The big man struggled to rise, drawing the pistol clumsily with his left hand. Travis threw himself flat and rolled over to his own pistol. He grabbed it and turned just as he saw Mask bringing his magnum to bear. Travis squeezed off a shot. Mask flew back. His pistol fired, blowing a hole in the roof. Travis fired again and again until the giant lay still.
Debbie Gruber looked at him with adoring eyes. “Fatman, that was mean. You are a grox.” Travis shook his head and fought back tears of pain.
Outside, Voorman was
waiting. “Nice fireworks display,” said the digitized voice from the car’s loud-hailer. “Led me right to you.”
Travis stared at the muzzle of the chaingun that protruded from the interceptor’s cowling. He felt sick at heart. Armed with a forty-five he couldn’t even put a dent in the interceptor’s armour.
“Get lost, Voorman,” he said wearily.
“I will, buddy. Once you’ve given me the girl.”
“Over my dead body.”
“If need be, Travis. Loth as I am to kill the goose that lays the golden eggs.”
For a moment Travis considered letting rip with the pistol anyway. He could just picture Voorman’s skeletal face laughing at him from behind that tinted window. For a moment he was so full of rage that he would have attacked the car with his bare hands. It wasn’t fair.
Then he laughed and holstered the gun. Life isn’t fair, he told himself, but there’ll be other days. I’ll see Voorman again. And at least I’ll be rid of Debbie Gruber. He didn’t like the creepy, worshipful looks she had been giving him.
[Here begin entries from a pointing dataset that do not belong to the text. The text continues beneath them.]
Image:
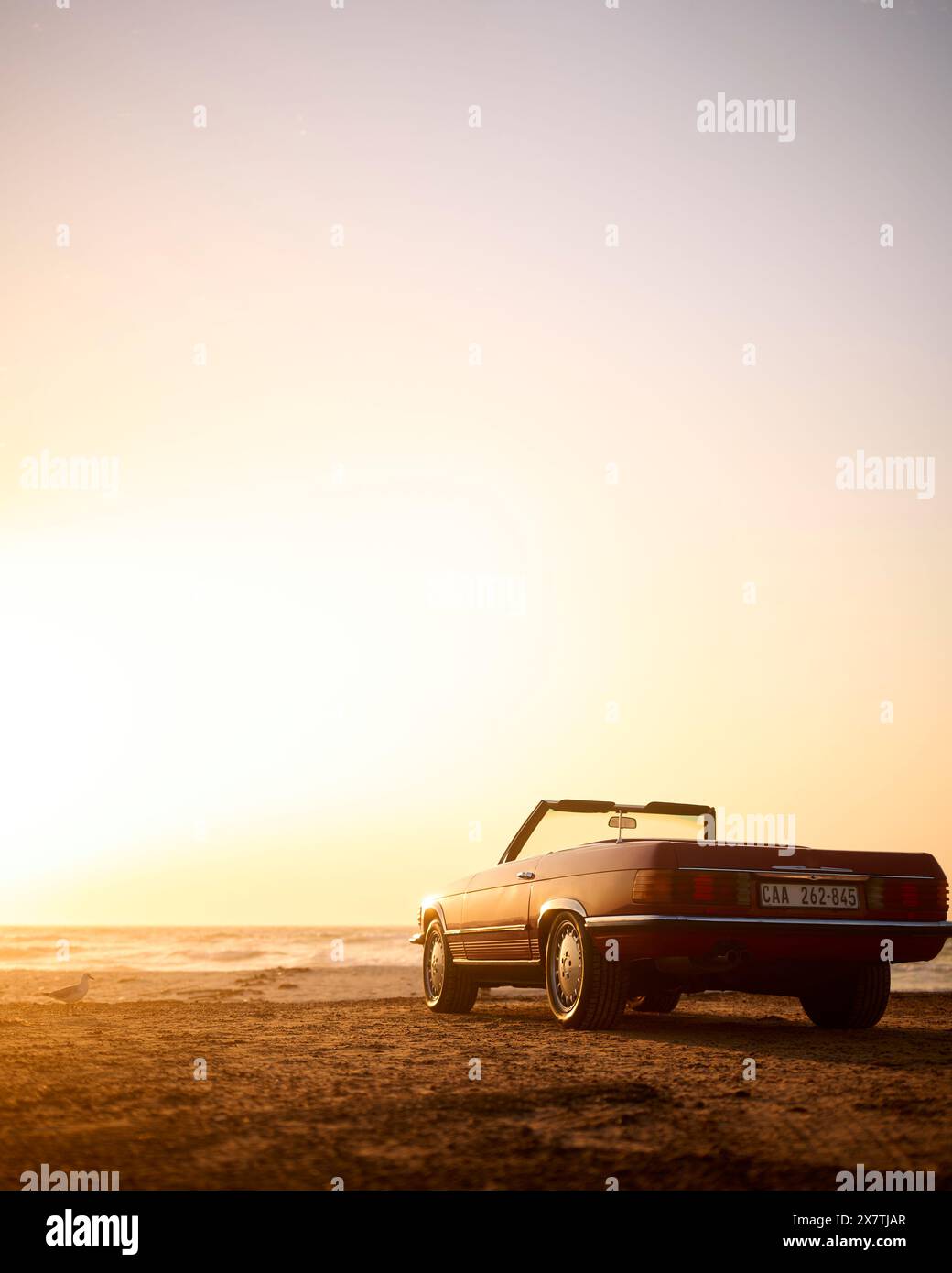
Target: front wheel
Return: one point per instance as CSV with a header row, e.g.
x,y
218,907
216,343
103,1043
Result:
x,y
586,989
444,986
851,1002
The passenger door of the interceptor opened. Travis gestured to the girl and with a last, lingering look she climbed in.
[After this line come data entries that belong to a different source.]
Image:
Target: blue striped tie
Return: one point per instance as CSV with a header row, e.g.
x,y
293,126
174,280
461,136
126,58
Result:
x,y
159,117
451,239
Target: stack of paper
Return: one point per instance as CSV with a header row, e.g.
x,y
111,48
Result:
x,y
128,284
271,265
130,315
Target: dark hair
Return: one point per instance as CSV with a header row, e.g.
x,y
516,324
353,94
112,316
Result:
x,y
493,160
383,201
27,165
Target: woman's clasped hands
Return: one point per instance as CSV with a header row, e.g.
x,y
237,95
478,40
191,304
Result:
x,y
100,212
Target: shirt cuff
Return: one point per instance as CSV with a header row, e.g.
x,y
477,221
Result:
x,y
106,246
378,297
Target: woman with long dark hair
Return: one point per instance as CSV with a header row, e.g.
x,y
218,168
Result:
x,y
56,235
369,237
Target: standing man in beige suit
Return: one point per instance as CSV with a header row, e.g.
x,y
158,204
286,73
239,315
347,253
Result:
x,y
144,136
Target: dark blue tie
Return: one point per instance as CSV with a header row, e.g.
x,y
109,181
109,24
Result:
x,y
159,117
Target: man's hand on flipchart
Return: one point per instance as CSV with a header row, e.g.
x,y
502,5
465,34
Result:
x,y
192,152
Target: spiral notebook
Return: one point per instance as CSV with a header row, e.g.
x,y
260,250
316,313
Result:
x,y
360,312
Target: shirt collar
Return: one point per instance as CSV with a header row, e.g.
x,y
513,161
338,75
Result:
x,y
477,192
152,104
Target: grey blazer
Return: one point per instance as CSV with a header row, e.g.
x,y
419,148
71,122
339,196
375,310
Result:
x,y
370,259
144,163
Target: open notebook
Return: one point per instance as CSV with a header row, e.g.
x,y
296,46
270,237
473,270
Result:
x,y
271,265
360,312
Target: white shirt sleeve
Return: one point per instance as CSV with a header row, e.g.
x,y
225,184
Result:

“I knew you were a reasonable man, Travis,” said Voorman’s digitized voice as the car reversed away.
With a squeal of tyres, it suddenly turned and raced away into the dark. Travis trudged wearily towards the bridge.
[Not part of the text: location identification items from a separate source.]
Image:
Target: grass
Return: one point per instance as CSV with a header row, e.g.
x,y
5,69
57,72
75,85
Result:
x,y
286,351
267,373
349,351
Estevez entered the office lounge and squinted at Travis sullenly through his swollen eyes.
“Good news, Travis,” he said. Travis glared at him. His body felt like it had been used as a punchbag by a gymnasium full of contenders. He just wanted rest.
“The Gruber girl told her father what happened. He’s agreed to pay you fifty G’s as a token of his esteem.”
Suddenly Travis’ aches didn’t feel so bad. He looked around the seedy lounge and it took on a whole new homey atmosphere.
“Good old Debbie,” said Travis. “I knew the friggin’ kid would come through for me.”